Thanks. I have uploaded the relevant files.

The last two test cases can sometimes pass.

Nice :slight_smile: . Where there any other changes in your environment that you think might have helped? Even with older release, would have expected most of the tests to pass.

regards,
Kannan

@bharat:

Posting relevant snippet from the reported log:

https://raw.githubusercontent.com/lumedar/YugaByteLog/master/MasterChangeConfigTest_TestNewLeaderWithPendingConfigLoadsSysCatalog.log

Have we seen this in the test runs? Could this be related to increasing the default number of missed heartbeats when a leader election is triggered?

[m-2] I0322 13:36:58.571132 15390 raft_consensus.cc:436] Election start skipped as do_not_start_election_test_only flag is set to true.
I0322 13:36:58.572062 13480 external_mini_cluster.cc:1005] GetLeaderMasterIndex@100 hit error: Timed out (yb/rpc/rpc.cc:166): GetLeaderMasterRpc(addrs: 127.0.0.1:27222,127.0.0.1:26801,127.0.0.1:23935,127.0.0.1:18567, num_attempts: 99) passed its deadline 15599955.996s (now: 15599956.081s)
W0322 13:36:58.572082 13480 external_mini_cluster.cc:1007] Failed to get leader master after 100 attempts, returning the first master.
I0322 13:36:58.572091 13480 master_config-itest.cc:347] New leader 127.0.0.1:27222
/home/donghq/jinlespace/yugabyte-db/src/yb/integration-tests/master_config-itest.cc:348: Failure
Expected: new_master->bound_rpc_addr().port()
Which is: 18567
To be equal to: new_leader->bound_rpc_addr().port()
Which is: 27222

We also see this particular error in our internal CI environment. Opened a GitHub issue: LinkedListTest.TestLoadWhileOneServerDownAndVerify fails sometimes with "Failure: IO error (yb/client/batcher.cc:189): Some errors occurred" · Issue #120 · yugabyte/yugabyte-db · GitHub

  1. No removing the “-Werror” flags
  2. Using YugaByte/linuxbrew instead of devtoolset-6
  3. Using the latest release branch
    The above three changes may help to pass more tests.

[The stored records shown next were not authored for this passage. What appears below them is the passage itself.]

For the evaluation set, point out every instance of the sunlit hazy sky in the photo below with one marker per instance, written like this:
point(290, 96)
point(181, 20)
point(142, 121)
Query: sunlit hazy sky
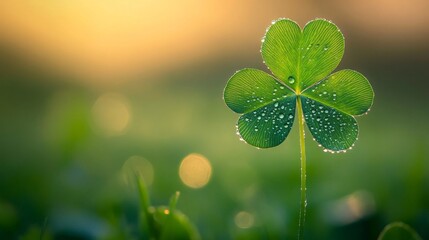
point(106, 40)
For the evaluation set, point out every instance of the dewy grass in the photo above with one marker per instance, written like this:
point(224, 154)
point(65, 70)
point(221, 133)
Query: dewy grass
point(301, 61)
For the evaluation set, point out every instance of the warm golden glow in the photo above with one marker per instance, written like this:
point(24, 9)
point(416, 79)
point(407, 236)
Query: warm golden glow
point(244, 219)
point(195, 171)
point(111, 114)
point(350, 208)
point(140, 166)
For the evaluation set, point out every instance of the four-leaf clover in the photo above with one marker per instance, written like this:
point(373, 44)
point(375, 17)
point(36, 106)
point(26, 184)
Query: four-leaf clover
point(301, 61)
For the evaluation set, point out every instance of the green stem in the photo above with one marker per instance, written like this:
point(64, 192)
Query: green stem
point(303, 169)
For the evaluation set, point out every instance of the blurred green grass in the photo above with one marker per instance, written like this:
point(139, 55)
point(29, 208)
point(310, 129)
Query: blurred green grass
point(57, 165)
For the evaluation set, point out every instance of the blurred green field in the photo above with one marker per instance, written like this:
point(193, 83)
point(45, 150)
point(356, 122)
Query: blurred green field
point(58, 163)
point(64, 139)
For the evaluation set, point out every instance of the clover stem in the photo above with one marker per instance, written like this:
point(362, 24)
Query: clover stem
point(303, 169)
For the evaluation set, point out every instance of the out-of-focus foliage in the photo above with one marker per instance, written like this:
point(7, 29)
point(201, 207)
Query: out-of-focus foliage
point(65, 140)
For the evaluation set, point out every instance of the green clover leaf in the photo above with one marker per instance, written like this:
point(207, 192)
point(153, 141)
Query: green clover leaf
point(301, 61)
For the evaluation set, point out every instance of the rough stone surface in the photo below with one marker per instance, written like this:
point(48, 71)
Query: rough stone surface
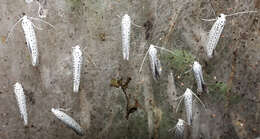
point(232, 75)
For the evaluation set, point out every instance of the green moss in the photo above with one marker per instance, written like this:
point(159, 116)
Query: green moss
point(218, 91)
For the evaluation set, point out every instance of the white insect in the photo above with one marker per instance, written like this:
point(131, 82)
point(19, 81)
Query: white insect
point(21, 100)
point(188, 104)
point(197, 70)
point(126, 31)
point(70, 122)
point(42, 13)
point(28, 1)
point(77, 62)
point(216, 30)
point(179, 128)
point(155, 62)
point(214, 34)
point(30, 37)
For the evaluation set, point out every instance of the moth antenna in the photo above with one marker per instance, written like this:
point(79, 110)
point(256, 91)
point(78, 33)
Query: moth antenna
point(144, 60)
point(179, 103)
point(38, 19)
point(242, 13)
point(12, 29)
point(65, 110)
point(167, 50)
point(37, 27)
point(199, 100)
point(208, 19)
point(137, 25)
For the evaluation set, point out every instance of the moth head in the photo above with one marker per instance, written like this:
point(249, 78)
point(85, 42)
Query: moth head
point(222, 16)
point(188, 93)
point(180, 122)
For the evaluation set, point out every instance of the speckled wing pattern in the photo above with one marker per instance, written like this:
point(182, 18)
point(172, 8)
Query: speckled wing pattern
point(21, 100)
point(70, 122)
point(30, 38)
point(179, 131)
point(154, 62)
point(214, 34)
point(77, 62)
point(197, 70)
point(188, 104)
point(126, 30)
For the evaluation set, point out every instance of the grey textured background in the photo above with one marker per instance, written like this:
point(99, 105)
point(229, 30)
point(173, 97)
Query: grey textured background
point(100, 108)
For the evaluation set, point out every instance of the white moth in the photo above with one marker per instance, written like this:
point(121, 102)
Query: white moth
point(21, 100)
point(216, 30)
point(77, 62)
point(30, 37)
point(214, 34)
point(155, 62)
point(70, 122)
point(28, 1)
point(42, 13)
point(178, 129)
point(197, 70)
point(126, 31)
point(188, 104)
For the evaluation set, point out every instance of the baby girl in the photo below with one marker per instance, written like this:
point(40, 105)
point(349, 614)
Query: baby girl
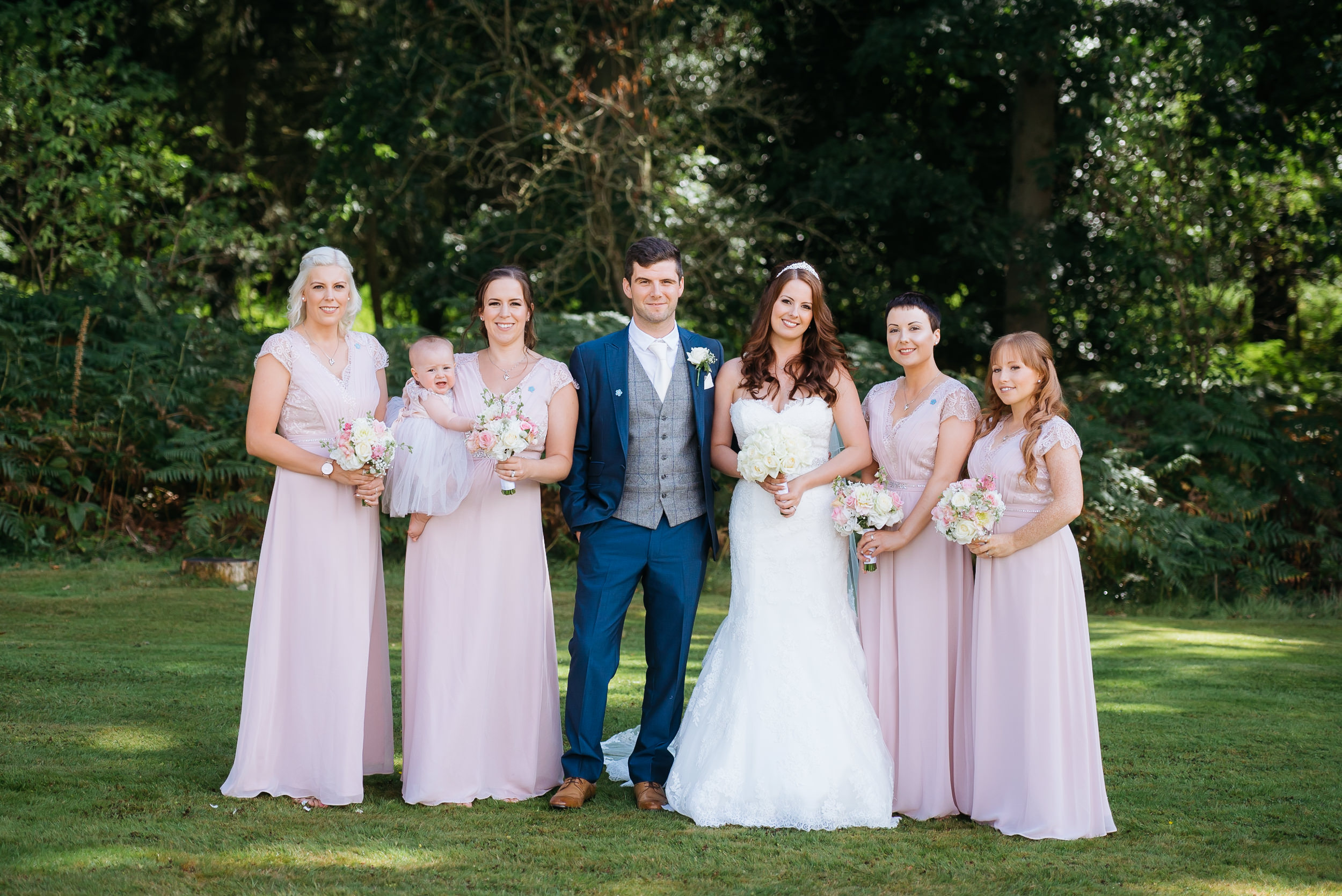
point(434, 477)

Now I try to compile the release v0.9.8 and run its unit test in a docker container(base image:centos7), here is the result:

99% tests passed, 1 tests failed out of 274

Total Test time (real) = 608.35 sec

The following tests FAILED:
        135 - util_inetaddress-test (Failed)
Errors while running CTest

Most of the time, util_inetaddress-test failed with:

tcmalloc: large alloc 1811955712 bytes == 0x188c000 @  0x7f0958f46092 0x7f095679b699
*** Aborted at 1521790543 (unix time) try "date -d @1521790543" if you are using GNU date ***
PC: @     0x7f0955d22278 __memcpy_avx_unaligned
*** SIGSEGV (@0x0) received by PID 12368 (TID 0x7f095a1f4840) from PID 0; stack trace: ***
......

the log file:https://github.com/lumedar/YugaByteLog/blob/master/InetAddressTest_TestErrors.log
In a few cases, it can pass.
So, can you give me more help? Thanks!

PS:
in function “int SubstitutedSize(StringPiece format,const SubstituteArg* const* args_array);” of substitute.cc
I added this test code:

LOG(INFO) << "MYTEST_BEGIN";
LOG(INFO) << "args: " << args_array[index]->data() <<" len: "<<args_array[index]->size();
LOG(INFO) << "MYTEST_END";

output:

I0323 10:21:08.141396  2653 substitute.cc:63] MYTEST_BEGIN
I0323 10:21:08.141398  2653 substitute.cc:64] args: Connection timed out len: 7017560849296405558
I0323 10:21:08.141402  2653 substitute.cc:65] MYTEST_END

Why?

Haven’t seen this failure. Filed an issue: util_inetaddress-test failure when running in a docker container · Issue #121 · yugabyte/yugabyte-db · GitHub – will take a look soon. Thank you!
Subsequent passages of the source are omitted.